Kehadiran STAR Market pun mendapat sambutan positif. Hal ini bisa dilihat dari hasil perdagangan perdana yang rata-rata membukukan hasil positif mulai dari 84 persen hingga 400 persen.

Boleh rugi, yang penting punya pendapatan

Ketentuan baru ini memungkinkan perusahaan beraset Rp50 miliar hingga Rp250 miliar, yang umumnya berbentuk startup dan UKM, untuk melantai di bursa saham. Kepala Divisi Pengembangan Perusahaan Tercatat Bursa Efek Indonesia (BEI) Saptono Adi Junarso juga menegaskan, perusahaan yang sedang merugi masih bisa mendaftar ke dalam Papan Akselerasi.

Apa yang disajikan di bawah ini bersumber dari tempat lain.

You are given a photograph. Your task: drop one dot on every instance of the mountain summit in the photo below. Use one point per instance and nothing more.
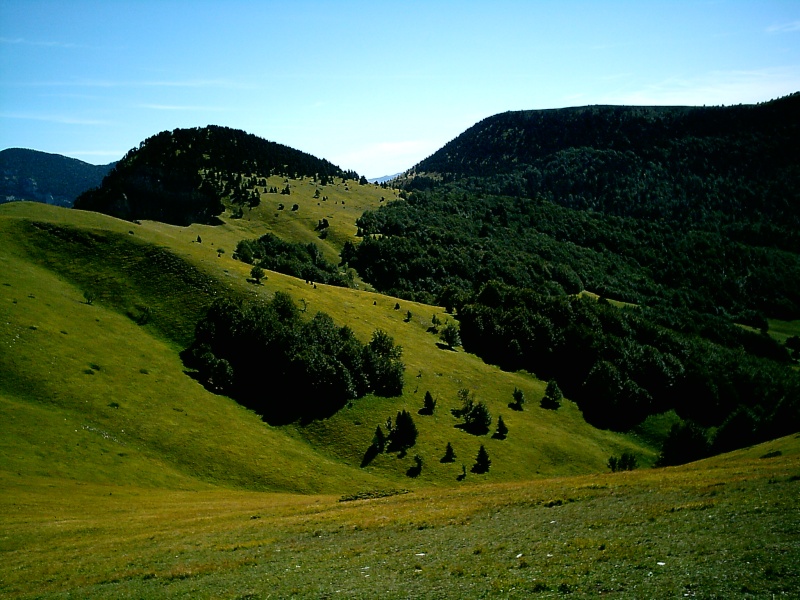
(174, 176)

“Rugi boleh, yang penting punya pendapatan usaha. Yang enggak boleh itu enggak punya pendapatan,” ujar Saptono dalam sosialisasi Papan Akselerasi di BEI.

Kendati demikian, BEI masih menyiapkan peraturan perdagangan dalam Papan Akselerasi ini. Alhasil bagi perusahaan peminat, mereka hanya bisa sebatas mendaftar dan menunggu peraturan perdagangan terbit agar bisa melantai di bursa.

“Target akhir September atau awal Oktober peraturan perdagangan bisa kita luncurkan agar IPO sudah bisa pada Oktober 2019,” imbuh Saptono.

Ketatnya peraturan dari OJK dan BEI selama ini disebut-sebut menjadi penyebab sulitnya startup dan UKM menggalang dana di bursa saham. Papan Akselerasi yang sudah direncanakan terbit sejak tahun lalu ini menjadi jawaban BEI dan OJK dalam mengakomodasi kebutuhan dana bagi startup dan UKM.

Tercatat baru empat startup yang sudah melantai di bursa sebelum Papan Akselerasi ini diterbitkan. Mereka adalah Kioson, MCash, NFC, dan Passpod.

Saptono mengingatkan emiten di Papan Akselerasi sewaktu-waktu bisa dipromosikan ke Papan Utama atau Pengembangan seiring kinerja perusahaan yang baik. Kendati demikian, pihaknya mengaku tak menargetkan jumlah kapitalisasi pasar dalam Papan Akselerasi ini.

“Dari manajemen kami sudah mencanangkan likuiditas bukan prioritas tertinggi. Ini lebih kepada memberi akses pendanaan buat perusahaan,” pungkasnya.